ATX-101 is a cell penetrating peptide comprising the APIM motif as well as cell penetration and nuclear localization domains. In preclinical experiments, it was shown that ATX-101 rapidly penetrates cells and targets PCNA/APIM-containing protein complexes1.

By impairing interactions between PCNA with APIM-containing proteins, ATX-101 potentiates the action of several anti-cancer drugs. These include DNA damaging drugs, microtubulin targeting drugs, molecular targeted agents (e.g. p38, MAPK, EGFR inhibitors and others) and g-irradiation (>25 all together). In vivo, ATX-101 has shown proof-of-concept in blood and solid tumor animal models in combination with several clinically relevant drugs. Finally, ATX-101 shows strong anti-cancer action in myeloma patient-derived bone marrow samples ex vivo.

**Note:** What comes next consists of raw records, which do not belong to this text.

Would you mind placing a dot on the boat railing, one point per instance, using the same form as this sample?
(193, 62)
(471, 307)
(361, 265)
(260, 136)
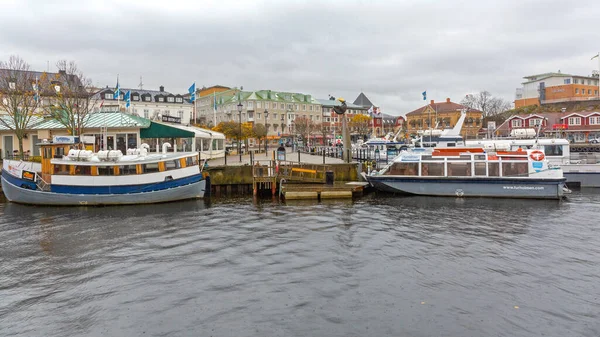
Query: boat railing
(42, 184)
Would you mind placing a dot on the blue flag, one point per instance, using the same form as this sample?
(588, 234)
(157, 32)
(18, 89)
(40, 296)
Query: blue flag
(127, 99)
(192, 91)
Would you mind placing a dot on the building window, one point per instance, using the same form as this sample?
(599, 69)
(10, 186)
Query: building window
(535, 121)
(574, 120)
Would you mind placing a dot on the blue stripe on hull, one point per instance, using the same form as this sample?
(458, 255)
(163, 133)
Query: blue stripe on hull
(126, 189)
(18, 181)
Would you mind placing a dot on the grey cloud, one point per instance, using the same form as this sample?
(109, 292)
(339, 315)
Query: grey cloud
(389, 49)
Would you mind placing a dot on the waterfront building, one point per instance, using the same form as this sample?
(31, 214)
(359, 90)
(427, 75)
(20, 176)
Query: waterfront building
(442, 115)
(577, 126)
(556, 87)
(159, 105)
(281, 108)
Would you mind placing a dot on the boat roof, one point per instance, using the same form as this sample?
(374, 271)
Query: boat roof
(125, 160)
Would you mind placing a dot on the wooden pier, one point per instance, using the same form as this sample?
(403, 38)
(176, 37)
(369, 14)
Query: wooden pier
(296, 180)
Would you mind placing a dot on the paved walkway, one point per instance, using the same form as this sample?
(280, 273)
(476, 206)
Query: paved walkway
(290, 156)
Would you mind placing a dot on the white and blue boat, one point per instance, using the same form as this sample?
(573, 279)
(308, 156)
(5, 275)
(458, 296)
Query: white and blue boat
(67, 176)
(471, 172)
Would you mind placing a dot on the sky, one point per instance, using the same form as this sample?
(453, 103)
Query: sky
(390, 50)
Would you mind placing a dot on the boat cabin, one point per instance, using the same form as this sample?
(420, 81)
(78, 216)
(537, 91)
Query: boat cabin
(68, 159)
(467, 162)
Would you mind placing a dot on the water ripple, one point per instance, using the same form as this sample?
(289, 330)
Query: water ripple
(372, 267)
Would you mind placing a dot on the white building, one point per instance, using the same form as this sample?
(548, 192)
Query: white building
(152, 104)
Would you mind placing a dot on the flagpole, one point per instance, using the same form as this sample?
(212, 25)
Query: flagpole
(214, 108)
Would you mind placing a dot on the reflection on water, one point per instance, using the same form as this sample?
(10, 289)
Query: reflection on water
(376, 266)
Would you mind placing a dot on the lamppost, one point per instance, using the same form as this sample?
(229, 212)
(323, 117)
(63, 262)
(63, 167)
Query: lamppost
(267, 132)
(240, 106)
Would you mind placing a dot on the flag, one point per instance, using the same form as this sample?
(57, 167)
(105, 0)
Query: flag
(192, 91)
(127, 99)
(117, 90)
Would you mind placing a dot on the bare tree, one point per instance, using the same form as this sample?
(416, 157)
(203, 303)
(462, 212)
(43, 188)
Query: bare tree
(19, 97)
(486, 103)
(72, 95)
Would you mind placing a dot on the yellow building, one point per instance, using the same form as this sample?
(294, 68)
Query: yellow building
(443, 115)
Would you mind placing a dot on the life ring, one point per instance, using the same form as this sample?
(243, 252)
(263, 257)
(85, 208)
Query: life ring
(537, 155)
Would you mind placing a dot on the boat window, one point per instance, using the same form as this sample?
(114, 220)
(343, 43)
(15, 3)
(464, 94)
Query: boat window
(191, 161)
(106, 171)
(514, 169)
(403, 169)
(150, 168)
(172, 164)
(480, 168)
(493, 169)
(432, 169)
(459, 169)
(59, 153)
(553, 150)
(83, 170)
(47, 153)
(61, 169)
(429, 157)
(127, 170)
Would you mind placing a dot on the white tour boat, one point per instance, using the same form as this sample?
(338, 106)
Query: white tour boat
(68, 176)
(471, 172)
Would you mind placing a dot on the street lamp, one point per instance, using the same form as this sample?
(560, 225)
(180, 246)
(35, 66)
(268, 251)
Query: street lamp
(267, 132)
(240, 106)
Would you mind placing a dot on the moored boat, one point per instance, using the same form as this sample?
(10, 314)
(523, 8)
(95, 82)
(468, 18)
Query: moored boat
(67, 176)
(471, 172)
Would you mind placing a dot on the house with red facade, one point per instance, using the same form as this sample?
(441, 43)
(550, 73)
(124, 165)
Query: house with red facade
(579, 127)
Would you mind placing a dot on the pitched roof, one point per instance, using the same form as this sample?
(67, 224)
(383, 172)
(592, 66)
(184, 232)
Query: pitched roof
(98, 120)
(441, 107)
(362, 100)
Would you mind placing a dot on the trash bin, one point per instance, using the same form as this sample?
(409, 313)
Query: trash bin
(329, 177)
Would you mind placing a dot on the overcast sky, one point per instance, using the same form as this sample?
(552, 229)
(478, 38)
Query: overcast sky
(391, 50)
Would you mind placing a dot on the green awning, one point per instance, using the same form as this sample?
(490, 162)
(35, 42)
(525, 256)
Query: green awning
(157, 130)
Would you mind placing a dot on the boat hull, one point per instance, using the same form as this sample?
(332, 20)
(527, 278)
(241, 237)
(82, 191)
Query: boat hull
(16, 193)
(470, 187)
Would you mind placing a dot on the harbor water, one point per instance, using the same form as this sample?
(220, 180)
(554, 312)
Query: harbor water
(375, 266)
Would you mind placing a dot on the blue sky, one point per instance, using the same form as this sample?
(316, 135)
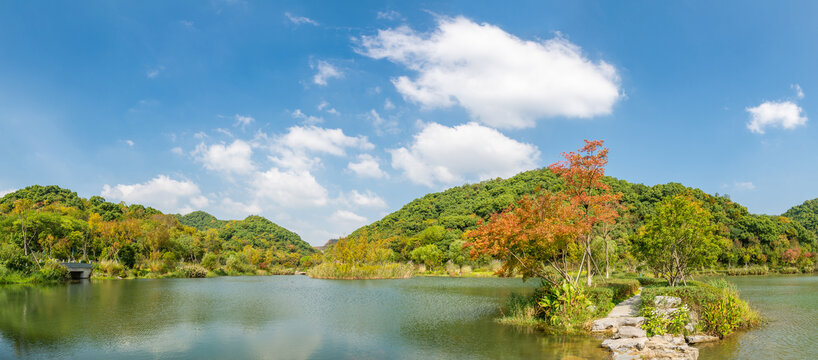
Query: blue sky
(324, 116)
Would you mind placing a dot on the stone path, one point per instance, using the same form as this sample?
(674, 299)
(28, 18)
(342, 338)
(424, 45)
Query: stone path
(629, 341)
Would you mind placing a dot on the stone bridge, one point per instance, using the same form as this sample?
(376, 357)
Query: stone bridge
(78, 270)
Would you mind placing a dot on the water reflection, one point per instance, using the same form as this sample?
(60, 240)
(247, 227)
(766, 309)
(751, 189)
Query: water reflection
(285, 317)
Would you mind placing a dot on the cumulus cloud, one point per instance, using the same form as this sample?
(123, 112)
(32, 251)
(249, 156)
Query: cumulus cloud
(299, 20)
(366, 199)
(289, 188)
(242, 120)
(366, 166)
(161, 192)
(307, 119)
(501, 80)
(233, 158)
(799, 93)
(237, 209)
(784, 114)
(448, 155)
(325, 72)
(322, 140)
(346, 216)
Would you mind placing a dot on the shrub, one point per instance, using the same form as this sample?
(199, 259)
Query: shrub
(169, 261)
(20, 263)
(239, 263)
(452, 269)
(622, 288)
(351, 271)
(193, 271)
(789, 270)
(651, 281)
(210, 261)
(110, 268)
(750, 270)
(720, 310)
(54, 271)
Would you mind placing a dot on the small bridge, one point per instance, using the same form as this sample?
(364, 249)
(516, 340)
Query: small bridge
(78, 270)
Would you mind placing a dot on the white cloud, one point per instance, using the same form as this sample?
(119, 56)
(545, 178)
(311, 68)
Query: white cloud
(799, 93)
(388, 15)
(160, 192)
(299, 20)
(325, 72)
(388, 105)
(367, 166)
(291, 188)
(785, 114)
(307, 119)
(346, 216)
(744, 185)
(501, 80)
(318, 139)
(233, 158)
(242, 120)
(448, 155)
(238, 209)
(367, 199)
(326, 107)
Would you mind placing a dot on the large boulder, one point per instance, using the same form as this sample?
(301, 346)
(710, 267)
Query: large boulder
(630, 332)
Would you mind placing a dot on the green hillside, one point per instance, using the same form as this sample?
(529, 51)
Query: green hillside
(806, 214)
(41, 222)
(443, 217)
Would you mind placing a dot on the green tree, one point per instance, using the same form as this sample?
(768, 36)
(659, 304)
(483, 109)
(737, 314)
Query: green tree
(677, 237)
(430, 255)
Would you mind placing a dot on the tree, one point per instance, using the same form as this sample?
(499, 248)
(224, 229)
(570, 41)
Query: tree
(677, 237)
(531, 237)
(583, 172)
(430, 255)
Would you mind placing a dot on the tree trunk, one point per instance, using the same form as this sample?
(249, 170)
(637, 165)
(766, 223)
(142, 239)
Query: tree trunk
(607, 269)
(588, 264)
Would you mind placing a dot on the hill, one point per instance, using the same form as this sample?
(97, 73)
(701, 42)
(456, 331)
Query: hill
(443, 217)
(806, 214)
(60, 224)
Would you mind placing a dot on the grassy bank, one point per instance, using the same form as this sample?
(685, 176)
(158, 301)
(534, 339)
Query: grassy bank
(360, 272)
(567, 308)
(715, 306)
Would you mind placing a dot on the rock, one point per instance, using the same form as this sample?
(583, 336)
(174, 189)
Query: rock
(666, 302)
(620, 345)
(606, 324)
(631, 332)
(695, 339)
(632, 321)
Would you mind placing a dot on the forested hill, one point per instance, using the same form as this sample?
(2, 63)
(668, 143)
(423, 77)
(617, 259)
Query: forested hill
(757, 237)
(62, 225)
(806, 214)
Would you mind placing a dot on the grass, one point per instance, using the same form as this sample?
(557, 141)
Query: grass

Because PCNA is an important scaffold protein involved in multiple cellular processes, targeting PCNA with ATX-101 (an APIM-peptide) leads to significant changes in gene expression, in the proteome/kinome status and in cellular metabolism. These changes include DNA repair and tolerance mechanisms, DNA damage signaling, MAPK/AKT/ERBB2/EGFR signaling and shifts in the apoptotic response. For example, see the scheme below for actions revealed in bladder cancer cells treated with cisplatin in combination with the APIM-peptide.

pipeline atx101 1

Figure 1. Mode of action for the increased apoptosis seen in bladder cancer cells in vivo (rats) and in vitro treated with APIM-peptide (ATX-101) in combination with cisplatin2. In addition, ATX-101 re-sensitizes cisplatin-resistant bladder cancer cells to treatment2.

In multiple myeloma cells, ATX-101 as a single agent induce apoptosis in the absence of cell division1.

Following successful preclinical development, ATX-101 is currently being tested as a single agent intravenous therapy in a phase I study involving patients with advanced solid tumors. The study aims to analyze the safety (primary endpoint), efficacy and pharmacokinetics (secondary endpoints) of escalating doses of ATX-101 in up to 36 patients. The study is being conducted by APIM’s fully owned Australian subsidiary Therapim Pty Ltd.

ATX-101 lead indications for future clinical testing include multiple myeloma (single agent) and bladder cancer (Gemcitabine/Cisplatin or MVAC combination). However, multiple other development possibilities (e.g. with targeted agents) are also possible owing to the platform development possibilities of this intervention point.